Aim for Xàbia/Jávea and miss, was my instruction.
Whilst on our spring visit to Spain early this year we had called into the Visitor Centre at the Parc Natural del Montgó. In addition to a large relief model of the Montgó and its surrounds, there was a colourful poster pinned up depicting about a dozen species of orchid to be found in the region. Francine began talking to a helpful Señor Ranger who, for one species, directed us to a track near an old monastery.
Most orchids are spring or summer affairs but the orchid in question now is the only example we know of an autumn flowering orchid, Autumn Lady’s Tresses (Spiranthes spiralis), so that would need to be the target of a future visit. Since we were now here in autumn, Francine and I were keen to go and try to find it although, with the memory of our instructions now being six months old, I really didn’t hold out much hope.
I began by aiming for Xàbia/Jávea but then missed by refining our aim to the road leading to the track beside the monastery. Someone’s fictitious Gods must have been smiling – at the end of the track was a decent sized piece of rough ground on which to park. So often one finds a target with nowhere to bail out.
We thought we recalled Señor Ranger mentioning a line of cypresses and we certainly had those. A patch of suitably rough ground at the start of the track produced nothing orchid-like so we began wandering along it, scanning the sides between the trees for suspects. Again, nothing.
We also thought we recalled Señor Ranger mentioning the ground opening out but anything like that eluded us. Francine had wandered ahead. I did, though, spot a small gap through a collapsed stone wall/bank leading to a narrow patch of ground with bushes scattered on patches of more open ground. The whole enclosure was only about 10m wide but looked as if it went back a way. Working my way in between the snagging bushes, I drew more blanks in the first two major open patches. I considered giving up but went one opening further. I’m no expert but there, in the centre of the clear ground, was a suspect, a spiral of tiny white flowers on a single stem about 10cms high. I could see maybe a dozen more stems beyond the first and went to fetch the boss.

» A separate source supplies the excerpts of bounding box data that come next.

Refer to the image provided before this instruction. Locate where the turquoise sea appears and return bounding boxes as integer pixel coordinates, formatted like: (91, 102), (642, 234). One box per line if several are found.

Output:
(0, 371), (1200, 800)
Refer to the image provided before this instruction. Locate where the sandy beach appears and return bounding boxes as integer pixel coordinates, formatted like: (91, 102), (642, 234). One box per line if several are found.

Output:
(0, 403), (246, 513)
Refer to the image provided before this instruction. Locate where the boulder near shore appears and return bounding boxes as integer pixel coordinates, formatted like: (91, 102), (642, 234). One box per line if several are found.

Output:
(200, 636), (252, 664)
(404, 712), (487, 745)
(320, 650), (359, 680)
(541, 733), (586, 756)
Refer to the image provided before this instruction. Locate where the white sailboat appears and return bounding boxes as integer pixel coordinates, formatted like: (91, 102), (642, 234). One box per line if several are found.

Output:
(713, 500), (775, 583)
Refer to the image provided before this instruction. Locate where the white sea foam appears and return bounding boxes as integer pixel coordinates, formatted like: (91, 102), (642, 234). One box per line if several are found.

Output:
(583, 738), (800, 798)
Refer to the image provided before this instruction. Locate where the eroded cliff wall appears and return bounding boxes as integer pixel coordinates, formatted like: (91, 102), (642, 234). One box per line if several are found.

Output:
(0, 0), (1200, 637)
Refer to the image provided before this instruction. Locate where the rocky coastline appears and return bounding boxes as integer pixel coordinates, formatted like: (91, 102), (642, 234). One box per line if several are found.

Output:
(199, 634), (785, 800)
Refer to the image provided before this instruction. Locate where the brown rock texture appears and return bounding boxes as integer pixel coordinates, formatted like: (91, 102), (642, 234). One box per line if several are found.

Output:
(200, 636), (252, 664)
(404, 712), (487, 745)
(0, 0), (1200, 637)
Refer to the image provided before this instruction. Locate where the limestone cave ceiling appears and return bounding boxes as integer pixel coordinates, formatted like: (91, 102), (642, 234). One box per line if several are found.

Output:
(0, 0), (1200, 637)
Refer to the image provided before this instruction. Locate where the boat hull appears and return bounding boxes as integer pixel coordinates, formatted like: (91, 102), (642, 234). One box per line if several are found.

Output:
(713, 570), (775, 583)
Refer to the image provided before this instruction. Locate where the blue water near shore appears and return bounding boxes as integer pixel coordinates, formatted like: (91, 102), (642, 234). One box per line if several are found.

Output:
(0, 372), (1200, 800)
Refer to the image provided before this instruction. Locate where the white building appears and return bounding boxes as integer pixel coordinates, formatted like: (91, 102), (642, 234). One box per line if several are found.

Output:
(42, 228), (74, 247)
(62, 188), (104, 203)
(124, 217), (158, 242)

Those fictitious Gods had been smiling again; it seems my suspect was, indeed, our target. Francine appeared overjoyed. We’ve seen a single example on only one occasion before and that was at our favourite French campsite. She began crouching and clicking at several specimens. Some of the blooms were well past their best but there were enough left for her to get some decent pictures.
A little earlier in the season would have been better but we’d been very lucky. It’s so easy to be in the right general area but miss the small, exact spot that often requires precision navigation. This little colony looked very localized.